Through private roll calls, there hasn’t been enough support for a revenue bill that includes the income tax increase. House Democrats are discussing both the Senate revenue bill and their own tax proposal, which has not yet been introduced.

“The issue is we haven’t had 60 votes on all the differing variables with [Rep.] Harris’ group proposal, or the Senate bill,” Madigan spokesman Steve Brown said.

Meanwhile, the Illinois House saw a productive day of voting on Monday, clearing an automatic voter registration bill and a procurement reform measure that was part of the Senate’s “grand bargain” plan.

Under the voting measure, Illinois residents who are getting a new or renewed driver’s license or state ID will be automatically registered to vote unless they opt out. Rauner last year vetoed a similar measure, blaming voter fraud and federal laws. But changes were made to the bill to win the governor’s support, including requiring residents to affirm they’re eligible to vote and also giving them an option to opt-out when they’re registering or renewing licenses. The bill must go back to the Illinois Senate for concurrence before being sent to the governor’s desk.

After the procurement reform vote, Madigan issued a statement saying the passage was the result of negotiation between legislators and the Rauner administration. But he reiterated that the “biggest issue facing Illinois remains the state budget.”

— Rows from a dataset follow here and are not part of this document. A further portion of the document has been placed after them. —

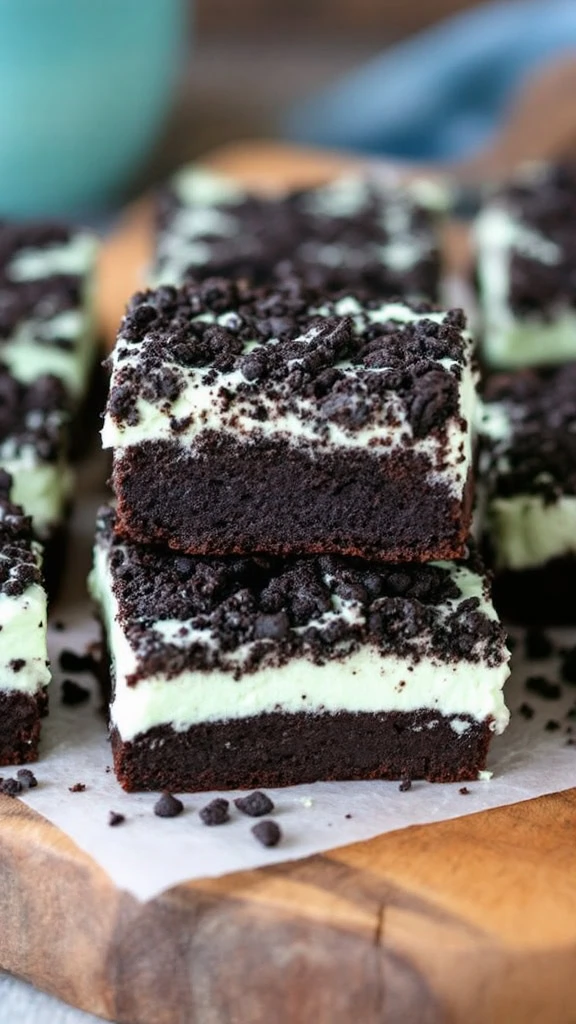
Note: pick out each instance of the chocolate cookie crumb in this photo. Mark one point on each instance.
(168, 806)
(543, 687)
(216, 812)
(70, 660)
(10, 786)
(537, 644)
(568, 670)
(268, 833)
(27, 777)
(73, 693)
(256, 804)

Rauner has said he won’t approve a budget that includes a tax increase without a four-year property tax freeze. Throughout the year, Madigan has released statements pointing out reforms the House has passed while trying to drive home the point that the state needs a budget.

“As the governor continues to hold other aspects of his agenda as pre-conditions to his cooperation on a full balanced budget, I renew my request that the governor immediately focus on working with House Democrats to find common ground and pass a budget for our state,” Madigan said in the statement. “Today’s agreement is proof that House Democrats are willing to make compromises to move Illinois forward.”

The Rauner administration, in turn, said the measure was “far from what is needed.”

“Tiny, incremental steps to change our broken system are better than nothing, but what the House passed today is far from what is needed,” Rauner spokeswoman Eleni Demertzis said. “While Speaker Madigan’s Democrats continue to argue over how big of a tax hike to impose on the people of Illinois, the governor remains focused on enacting real and lasting property tax relief.”